Deparamos, no clima eleitoral que se aproxima, o fenômeno novo da burocratização das punições políticas, nitidamente a favor do situacionismo. A demora de seu desfecho aí está, frente às comissões parlamentares de inquérito, exaurindo a expectativa dos corretivos. Essa decepção, que corre paralelamente ao cansaço do protesto das ruas, gera um anticlímax crescente para qualquer virada do status quo.

As investigações se superpõem numa Torre de Babel, mas, sobretudo, instalam trincheiras de autoanulação de suas conclusões. E tal para cair nos valões das comissões de ética, nos quais os partidos acusados reorganizam as próprias fileiras para rechaçar as acusações e impugnar os alegados probatórios. Não se trata, apenas, de atentar à vagueza dessas conclusões, mas de aniquilar a memória, frente à criminalidade alegada, e esquecer toda cobrança. É como se a consciência coletiva, trazida às expectativas sumárias da opinião pública, se conformasse tão só com o moto contínuo perene das averiguações. Tal para, apenas, desembocar no dédalo das votações em plenário, após o resultado das comissões, esquecido o alarido dos primeiros dias. As lealdades partidárias, em geral, prevalecem mesmo diante do voto secreto e definitivo.
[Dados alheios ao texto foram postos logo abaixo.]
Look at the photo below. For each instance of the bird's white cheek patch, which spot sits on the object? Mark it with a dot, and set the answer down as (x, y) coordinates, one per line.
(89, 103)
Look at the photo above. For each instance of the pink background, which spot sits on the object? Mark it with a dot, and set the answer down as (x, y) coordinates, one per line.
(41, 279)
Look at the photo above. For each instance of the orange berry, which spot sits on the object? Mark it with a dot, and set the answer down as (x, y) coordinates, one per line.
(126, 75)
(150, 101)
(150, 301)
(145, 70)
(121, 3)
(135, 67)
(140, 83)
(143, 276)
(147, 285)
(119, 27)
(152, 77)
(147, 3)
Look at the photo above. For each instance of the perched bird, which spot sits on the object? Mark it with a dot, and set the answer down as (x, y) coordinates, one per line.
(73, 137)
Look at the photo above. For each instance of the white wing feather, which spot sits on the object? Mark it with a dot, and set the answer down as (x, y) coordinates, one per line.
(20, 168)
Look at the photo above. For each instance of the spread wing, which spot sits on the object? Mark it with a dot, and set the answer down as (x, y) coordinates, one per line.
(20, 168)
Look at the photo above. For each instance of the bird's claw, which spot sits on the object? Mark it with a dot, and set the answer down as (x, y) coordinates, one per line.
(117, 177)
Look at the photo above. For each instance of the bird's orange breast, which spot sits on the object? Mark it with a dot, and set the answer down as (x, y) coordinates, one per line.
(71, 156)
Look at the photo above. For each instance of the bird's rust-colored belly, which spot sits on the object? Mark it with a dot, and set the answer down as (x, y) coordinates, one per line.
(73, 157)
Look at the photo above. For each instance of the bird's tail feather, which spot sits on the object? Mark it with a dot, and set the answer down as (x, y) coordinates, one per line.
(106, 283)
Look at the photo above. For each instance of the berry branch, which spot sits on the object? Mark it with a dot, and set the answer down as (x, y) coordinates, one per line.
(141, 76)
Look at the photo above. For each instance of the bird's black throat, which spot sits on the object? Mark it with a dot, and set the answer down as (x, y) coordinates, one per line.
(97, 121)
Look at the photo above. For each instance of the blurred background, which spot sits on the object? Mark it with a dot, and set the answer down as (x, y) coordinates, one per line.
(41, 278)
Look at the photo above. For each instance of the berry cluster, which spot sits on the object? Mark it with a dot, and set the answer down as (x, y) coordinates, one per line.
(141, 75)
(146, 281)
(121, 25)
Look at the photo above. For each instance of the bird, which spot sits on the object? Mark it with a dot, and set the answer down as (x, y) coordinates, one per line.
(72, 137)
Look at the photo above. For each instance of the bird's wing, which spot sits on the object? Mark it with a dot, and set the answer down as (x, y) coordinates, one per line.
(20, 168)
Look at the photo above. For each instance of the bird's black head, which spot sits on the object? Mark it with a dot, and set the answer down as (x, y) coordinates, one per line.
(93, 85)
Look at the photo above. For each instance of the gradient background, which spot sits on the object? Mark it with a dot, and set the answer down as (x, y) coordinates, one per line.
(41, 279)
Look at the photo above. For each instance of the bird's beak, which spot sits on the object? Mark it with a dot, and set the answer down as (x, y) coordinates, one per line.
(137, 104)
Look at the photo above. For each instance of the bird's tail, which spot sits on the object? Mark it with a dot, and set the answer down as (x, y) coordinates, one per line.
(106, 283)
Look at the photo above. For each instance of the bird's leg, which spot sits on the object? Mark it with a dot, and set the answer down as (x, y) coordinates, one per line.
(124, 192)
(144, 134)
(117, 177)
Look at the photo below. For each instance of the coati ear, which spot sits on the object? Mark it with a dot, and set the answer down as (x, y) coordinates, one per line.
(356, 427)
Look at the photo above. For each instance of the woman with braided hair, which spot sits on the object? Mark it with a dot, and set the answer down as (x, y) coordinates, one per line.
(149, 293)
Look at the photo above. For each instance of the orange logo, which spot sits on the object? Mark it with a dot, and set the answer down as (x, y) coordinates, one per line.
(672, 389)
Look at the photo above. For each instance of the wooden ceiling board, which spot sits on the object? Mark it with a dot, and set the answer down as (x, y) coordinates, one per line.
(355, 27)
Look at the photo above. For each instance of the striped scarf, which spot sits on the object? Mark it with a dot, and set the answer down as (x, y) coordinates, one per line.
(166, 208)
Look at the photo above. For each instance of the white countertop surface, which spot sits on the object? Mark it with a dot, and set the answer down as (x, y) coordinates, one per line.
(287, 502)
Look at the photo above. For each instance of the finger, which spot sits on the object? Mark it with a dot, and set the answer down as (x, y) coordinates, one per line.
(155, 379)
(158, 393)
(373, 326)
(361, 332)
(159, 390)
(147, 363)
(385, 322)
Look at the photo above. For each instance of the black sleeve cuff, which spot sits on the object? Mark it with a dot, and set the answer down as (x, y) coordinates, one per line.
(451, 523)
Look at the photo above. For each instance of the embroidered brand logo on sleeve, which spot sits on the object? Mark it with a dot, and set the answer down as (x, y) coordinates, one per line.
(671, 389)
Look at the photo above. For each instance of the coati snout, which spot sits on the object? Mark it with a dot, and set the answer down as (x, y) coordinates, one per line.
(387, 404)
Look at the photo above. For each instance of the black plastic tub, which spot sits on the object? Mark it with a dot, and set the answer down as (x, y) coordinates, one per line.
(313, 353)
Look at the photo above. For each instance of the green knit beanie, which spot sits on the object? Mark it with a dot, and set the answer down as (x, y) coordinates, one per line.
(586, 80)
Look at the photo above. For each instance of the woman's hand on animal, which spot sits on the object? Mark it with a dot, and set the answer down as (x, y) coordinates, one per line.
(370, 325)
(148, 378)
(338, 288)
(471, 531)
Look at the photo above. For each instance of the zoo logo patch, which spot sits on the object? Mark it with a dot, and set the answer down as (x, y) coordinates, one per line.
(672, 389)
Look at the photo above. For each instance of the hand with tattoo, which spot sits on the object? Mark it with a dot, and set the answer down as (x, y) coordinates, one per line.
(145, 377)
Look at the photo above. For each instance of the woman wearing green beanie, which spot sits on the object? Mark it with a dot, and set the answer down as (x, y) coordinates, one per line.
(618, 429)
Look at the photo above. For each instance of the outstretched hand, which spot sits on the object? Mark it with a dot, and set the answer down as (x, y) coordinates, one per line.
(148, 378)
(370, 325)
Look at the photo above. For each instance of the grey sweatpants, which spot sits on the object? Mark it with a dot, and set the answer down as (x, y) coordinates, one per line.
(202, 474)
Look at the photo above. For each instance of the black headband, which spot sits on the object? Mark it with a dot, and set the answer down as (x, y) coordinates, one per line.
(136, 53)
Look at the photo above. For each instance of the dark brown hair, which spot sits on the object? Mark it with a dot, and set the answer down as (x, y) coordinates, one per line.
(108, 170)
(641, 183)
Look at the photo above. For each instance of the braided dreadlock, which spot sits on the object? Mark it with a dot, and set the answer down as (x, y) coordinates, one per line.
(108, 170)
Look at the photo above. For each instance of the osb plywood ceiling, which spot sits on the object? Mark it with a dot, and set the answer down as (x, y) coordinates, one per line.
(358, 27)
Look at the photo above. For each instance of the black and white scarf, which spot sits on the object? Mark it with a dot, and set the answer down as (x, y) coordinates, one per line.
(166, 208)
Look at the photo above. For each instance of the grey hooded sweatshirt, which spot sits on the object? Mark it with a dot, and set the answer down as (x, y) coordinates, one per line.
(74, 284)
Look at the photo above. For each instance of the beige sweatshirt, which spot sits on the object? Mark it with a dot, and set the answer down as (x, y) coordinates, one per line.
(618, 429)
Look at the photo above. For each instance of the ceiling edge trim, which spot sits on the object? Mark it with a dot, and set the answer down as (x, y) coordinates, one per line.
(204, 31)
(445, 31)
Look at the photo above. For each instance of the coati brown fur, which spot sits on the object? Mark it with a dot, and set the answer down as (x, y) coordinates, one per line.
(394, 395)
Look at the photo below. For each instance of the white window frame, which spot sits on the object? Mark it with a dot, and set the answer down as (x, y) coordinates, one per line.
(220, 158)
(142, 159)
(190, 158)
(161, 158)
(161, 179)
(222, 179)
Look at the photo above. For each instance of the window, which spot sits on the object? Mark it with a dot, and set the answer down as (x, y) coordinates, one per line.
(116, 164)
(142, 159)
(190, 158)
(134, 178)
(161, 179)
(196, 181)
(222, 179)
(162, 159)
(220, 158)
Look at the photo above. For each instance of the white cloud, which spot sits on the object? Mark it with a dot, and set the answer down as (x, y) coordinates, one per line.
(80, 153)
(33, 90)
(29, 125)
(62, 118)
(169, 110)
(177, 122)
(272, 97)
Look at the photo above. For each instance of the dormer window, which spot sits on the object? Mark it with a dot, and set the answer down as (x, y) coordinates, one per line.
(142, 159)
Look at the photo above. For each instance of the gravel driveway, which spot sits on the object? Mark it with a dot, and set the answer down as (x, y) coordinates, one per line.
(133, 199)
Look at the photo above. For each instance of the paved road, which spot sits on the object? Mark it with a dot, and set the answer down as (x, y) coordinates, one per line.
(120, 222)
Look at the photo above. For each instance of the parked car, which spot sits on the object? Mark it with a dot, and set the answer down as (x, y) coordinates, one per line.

Claramente começam o jogo das incompatibilidades e suspeições e seu reflexo sobre o reforço das campanhas eleitorais. Já se esboça um enorme aranzel para os próximos inquéritos da Petrobras na batalha das relatorias, via de regra, no jogo chinês das contraposições de legenda.

Não há satisfações exemplares a exigir-se de denunciados, numa soma algébrica de governistas e opositores, no revide do mensalão mineiro e tucano aos imputados crimes do petismo. Uma simetria baixa sobre as imputações ao mau uso dos dinheiros públicos, como se se tratasse de uma tentação inevitável de gozo do poder-e, sobretudo, frente a um partido agora longevo no Planalto. Perguntar-se-ia, ao mesmo tempo, do quanto o nosso inconsciente coletivo indulge na tolerância com a corrupção de qualquer status quo. Em nossa tomada de consciência para a mudança pelo desenvolvimento, ela não vai, de saída, ao moralismo das classes médias instaladas, mas ao clamor pela justiça coletiva, e ao abate da nossa monstruosa desigualdade social.